Archeologists Uncover Wooden Sarcophaguses In Egypt
The Egyptian government announced on Thursday that Japanese archaeologists working in Egypt have found four wooden sarcophaguses and associated grave goods that could date back 3,300 years, Reuters reported.
The Supreme Council for Antiquities said in a statement that the researchers from Waseda University in Tokyo discovered the anthropomorphic sarcophaguses in a tomb in the Sakkara (or Saqqara) necropolis, about 15 miles south of Cairo.
Archaeologists believe there are still plenty of remains buried in the sands of Sakkara, the burial ground for the ancient city of Memphis.

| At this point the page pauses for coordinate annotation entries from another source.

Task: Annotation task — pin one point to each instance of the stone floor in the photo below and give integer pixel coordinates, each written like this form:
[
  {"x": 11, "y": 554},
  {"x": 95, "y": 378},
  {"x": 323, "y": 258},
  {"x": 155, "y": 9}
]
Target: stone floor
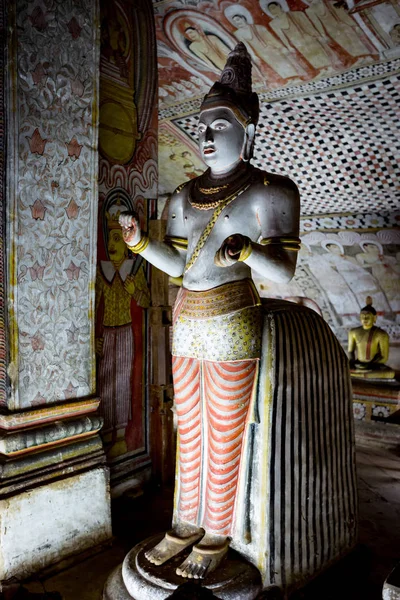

Experts say the area remains one of the richest sources of Egyptian antiquities.
The diggers also found three wooden Canopic jars, in which ancient Egyptians tried to preserve internal organs, and four boxes for ushabti figures, the miniature statues of servants to serve the dead person in the afterlife.
Grave robbers in ancient times likely got to the sarcophaguses first, as the archaeologists revealed they did not contain mummies. However, the sarcophaguses original black and yellow paintwork showing ancient Egyptian gods was still intact.
Most of the 38 wooden figurines inside the ushabti boxes were broken, but one of them was unopened and reportedly in excellent condition. It belonged to a man by the name of Tut Bashu, who was the original owner of one of the coffins.
A man called Ari Saraa was the owner of another sarcophagus.
The report said the burials dated from the Ramesside period or the Late Dynastic Period — anywhere between about 1300 and 330 BC.
No other details have been announced.